- Installing PDM
- Starting a New Project
- Setting up a Virtual Environment
- Managing Dependencies
- PDM Scripts
- Building and Publishing Distributions
- A Note from the Author
- References
PDM is a modern, PEP-compliant package and dependency manager, and a powerful development tool that makes managing your Python projects easier from starting to publishing.
Installing PDM
In order to install PDM you will need a Python environment >= 3.8
.
Note: Most modern systems will probably have a system environment that meets this requirement, but if yours does not or if you prefer not to install anything in your system environment (even if it's just PDM) check out asdf or pyenv to help install and manage additional Python environments.
The PDM docs prescribe a few different ways to install PDM, but the ones I have found to be the easiest are these from the Other installation methods:
Using pip
# as a global site-package
pip install pdm
# or as a user-specific site-package
pip install --user pdm
As an asdf plugin
If you are already using asdf to manage additional Python environments (or if you just started to after reading the beginning of this section) there's also a PDM plugin for asdf
:
asdf plugin add pdm
asdf install pdm latest
Starting a New Project
Initializing a new project is super easy with pdm init
. Here I start a new project called "transient-fortitude"
:
# create my new project's root directory
mkdir transient-fortitude
cd transient-fortitude
# from my new project's root directory
pdm init
pdm init
walks you through an interactive session and then initializes your project structure and metadata for you based on your answers to a series of questions like which interpreter you'd like to use for the project, and whether you'd like to create a virtual environment for the project.

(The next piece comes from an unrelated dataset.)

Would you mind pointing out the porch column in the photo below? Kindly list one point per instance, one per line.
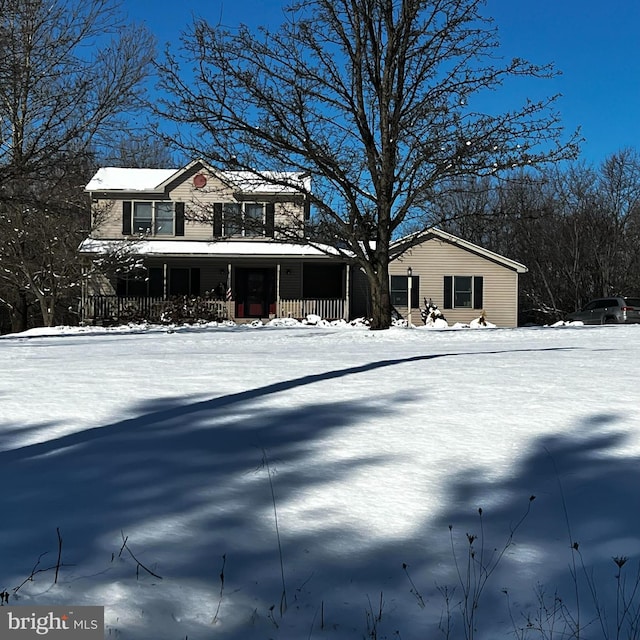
(228, 294)
(278, 314)
(347, 292)
(164, 281)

Below is a sample of a session for transient-fortitude
:
$ pdm init
Creating a pyproject.toml for PDM...
Please enter the Python interpreter to use
0. /home/avlwx/.asdf/installs/python/3.12.0/bin/python (3.12)

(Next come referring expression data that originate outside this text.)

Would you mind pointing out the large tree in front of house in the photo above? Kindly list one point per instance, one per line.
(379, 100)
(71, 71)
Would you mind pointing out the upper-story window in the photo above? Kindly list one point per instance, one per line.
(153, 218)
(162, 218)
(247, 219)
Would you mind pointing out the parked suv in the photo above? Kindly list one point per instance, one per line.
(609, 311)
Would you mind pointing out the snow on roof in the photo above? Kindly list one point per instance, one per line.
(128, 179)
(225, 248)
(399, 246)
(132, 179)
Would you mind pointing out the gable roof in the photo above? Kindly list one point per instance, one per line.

1. /home/avlwx/.asdf/installs/python/3.12.0/bin/python3.12 (3.12)
# ... many more, omitted for brevity ...
Please select (0): 0
Would you like to create a virtualenv with /home/avlwx/.asdf/installs/python/3.12.0/bin/python? [y/n] (y): y
Virtualenv is created successfully at /home/avlwx/repos/github/transient-fortitude/.venv
Project name (transient-fortitude):
Project version (0.1.0):
Is the project a library that is installable?

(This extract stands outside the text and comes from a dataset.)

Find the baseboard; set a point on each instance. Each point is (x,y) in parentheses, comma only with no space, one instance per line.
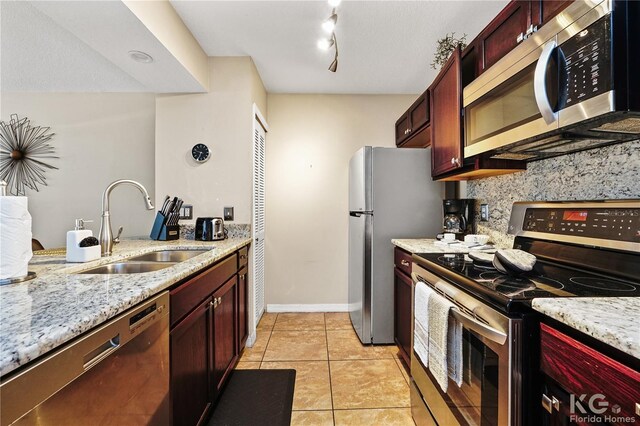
(321,307)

If yes, we will need to ask a few more questions to include the build backend [y/n] (n): n
License(SPDX name) (MIT):
Author name (Ryan Smith):
Author email (<default from git user.email>):
Python requires('*' to allow any) (==3.12.*):
Project is initialized successfully
Note: For the questions with no answer I elected to take the defaults, which PDM displays in parentheses at the end of a given prompt.
Here is the layout of my new project after running through pdm init
(note: I shortened the full output here for brevity):
$ tree -aL 2 -I '__pycache__'
.
├── .gitignore # 1
├── .pdm-python # 2
├── pyproject.toml # 3
├── README.md # 4
├── src # 5
│ └── transient_fortitude
├── tests # 6
│ └── __init__.py
└── .venv # 7
To summarize, PDM created a project in the src
layout style including:
- A boilerplate
.gitignore
that I've found works for many Python projects. You can further customize this.gitignore
to your needs. - Some PDM metadata for tracking a project's current Python interpreter. As a developer you rarely have to worry about this.
- My project's
pyproject.toml
. - The beginning of a project
README
. - My project source code tree including an empty top-level package. The top-level package name is derived from the project name, and is normalized to a valid Python package name.
- An empty
tests
package. - A new virtual environment for my project.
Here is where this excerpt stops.